The president’s apparent claim? That an unnamed new drug can bring patients back from the dead.
“We’ve taken people that were dead,” Trump fomented. “We had a person given the last rites — gone, the kids are crying and everything — and started them on this drug. And the person became better. It works.”
You think we’re joking? Here’s the clip:
Trump: "We've taken people that were dead. We had a person given the last rites — gone, the kids are crying and everything — and started them on this drug. And the person became better. It works." pic.twitter.com/1QMzj8sDH8 — Aaron Rupar (@atrupar) May 11, 2026
During both Trump’s stints in office, America has become exhaustingly accustomed to an extremely well-documented barrage of lies and untruths that are remarkable even by the already-low standards of the average politician. (The president’s representatives often tries to spin the fibs in outrageous ways: perhaps “dead” didn’t mean “dead,” they might argue, but was simply the president’s colorful way of saying somebody was very sick; in the end, the layers upon layers of untruths just become an impenetrable miasma of post-truth bloviation.)
In the case of the supposed miracle pharmaceutical this week, rewind the full video far enough — for an added bonus, watch the face of Administrator for the Centers for Medicare and Medicaid Services Mehmet Oz, who’s standing in the background, as the whole thing goes down — and you can vaguely reconstruct how the line ended up coming out of Trump’s voluble mouth.

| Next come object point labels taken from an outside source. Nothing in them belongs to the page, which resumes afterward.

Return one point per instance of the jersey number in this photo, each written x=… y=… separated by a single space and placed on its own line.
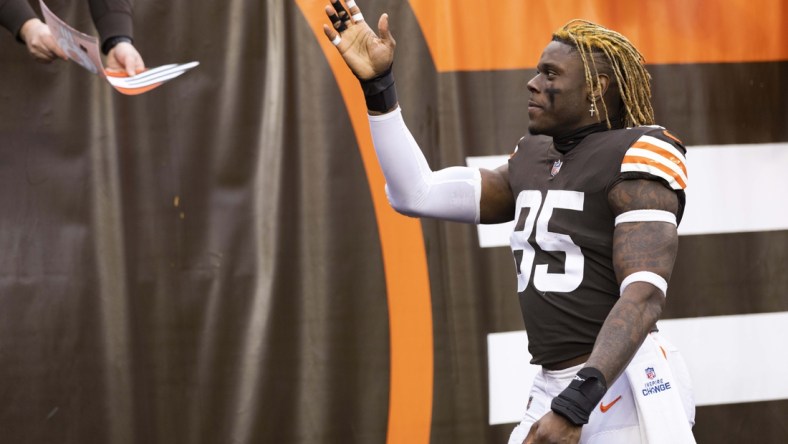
x=546 y=240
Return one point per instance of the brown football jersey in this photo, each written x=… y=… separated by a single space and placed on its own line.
x=563 y=237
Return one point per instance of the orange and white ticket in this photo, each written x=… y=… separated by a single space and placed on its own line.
x=84 y=50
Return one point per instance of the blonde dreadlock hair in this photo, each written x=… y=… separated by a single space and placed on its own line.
x=622 y=58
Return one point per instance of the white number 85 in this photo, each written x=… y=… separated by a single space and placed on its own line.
x=572 y=276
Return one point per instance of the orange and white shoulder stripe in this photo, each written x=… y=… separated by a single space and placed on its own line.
x=659 y=158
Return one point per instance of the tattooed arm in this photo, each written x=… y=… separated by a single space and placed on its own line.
x=639 y=246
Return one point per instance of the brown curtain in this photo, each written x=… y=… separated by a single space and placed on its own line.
x=202 y=264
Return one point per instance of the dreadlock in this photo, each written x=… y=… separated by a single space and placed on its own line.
x=622 y=58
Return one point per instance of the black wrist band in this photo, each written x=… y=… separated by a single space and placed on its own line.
x=578 y=400
x=380 y=92
x=112 y=41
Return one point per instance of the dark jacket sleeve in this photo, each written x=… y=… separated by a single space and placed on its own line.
x=112 y=18
x=14 y=14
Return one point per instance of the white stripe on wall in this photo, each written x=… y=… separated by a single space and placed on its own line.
x=732 y=189
x=732 y=359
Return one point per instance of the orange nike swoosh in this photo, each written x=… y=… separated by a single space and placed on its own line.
x=605 y=408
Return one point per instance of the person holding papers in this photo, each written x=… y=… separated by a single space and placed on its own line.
x=112 y=19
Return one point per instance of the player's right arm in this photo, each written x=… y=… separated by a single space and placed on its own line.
x=461 y=194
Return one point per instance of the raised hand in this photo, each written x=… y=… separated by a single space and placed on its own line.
x=366 y=54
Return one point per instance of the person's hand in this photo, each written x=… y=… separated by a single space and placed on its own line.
x=40 y=42
x=553 y=429
x=124 y=57
x=366 y=54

He’d been talking about the Right to Try Act, a bit of legislation passed during his first administration that allows terminally ill patients to attempt long-shot treatments that would normally be seen as too risky or under-tested. But in typical Trump fashion, the president seems to have taken the idea of a very sick patient suddenly improving — which is rare, but does occasionally happen — and exaggerated it to such a ludicrous degree that it sounds like the plot to a zombie movie.
It’s also worth noting that, as with much of Trump’s political storytelling, the actual track record of the Right to Try Act is hotly disputed: as Stat reported in 2024, patients already had the option to opt for experimental treatments before it was passed — though the new law did undermine their right to legal recourse if they were preyed upon by quack doctors in that highly vulnerable moment of their lives.